Robust Methods of Multistep Velocity Analysis
KATZ, SIMEON, University of Southern California, Los Angeles, CA
The stability of velocity analysis results obtained in the presence of strong noise may be improved if several adjacent CMP gathers are processed, thus increasing the number of the input records for velocity analysis, and if a better velocity analysis operator is utilized. The two classes of the velocity analysis techniques discussed here are based on the joint processing of a group of adjacent CMP gathers and are characterized by high stability of the output results.
The algorithms of the first class are less sensitive to perturbations in dips of the reflectors, so that approximate values of the dips may be used. The algorithms of the second group are dip sensitive so that depth dependent dips should be taken into account.

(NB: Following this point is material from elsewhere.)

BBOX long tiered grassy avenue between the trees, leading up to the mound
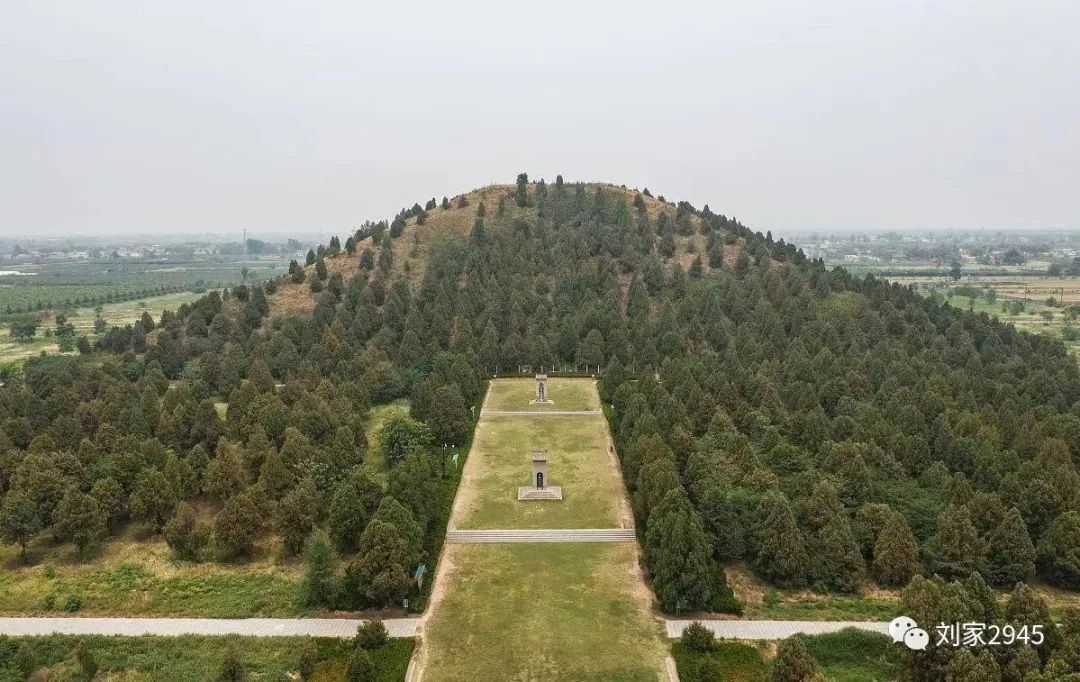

In each of these classes different velocity operators may be used to generate an output velocity analysis section. I consider four types of the velocity analysis operators: (1) modified semblance, (2) penalty function defined as a monotonic function of the signal-to-noise ratio estimate, (3) linear stack velocity function, and (4) linear stack modulated by the penalty function.
The results of the experiments with these velocity analysis techniques indicate that in the case of semihorizontal interfaces the best results are obtained via use of the operator (4). If the dip of the reflector is unknown and may be large, the velocity operators (2) and (1) may give better results.
AAPG Search and Discovery Article #91009©1991 AAPG-SEPM-SEG-SPWLA Pacific Section Annual Meeting, Bakersfield, California, March 6-8, 1991 (2009)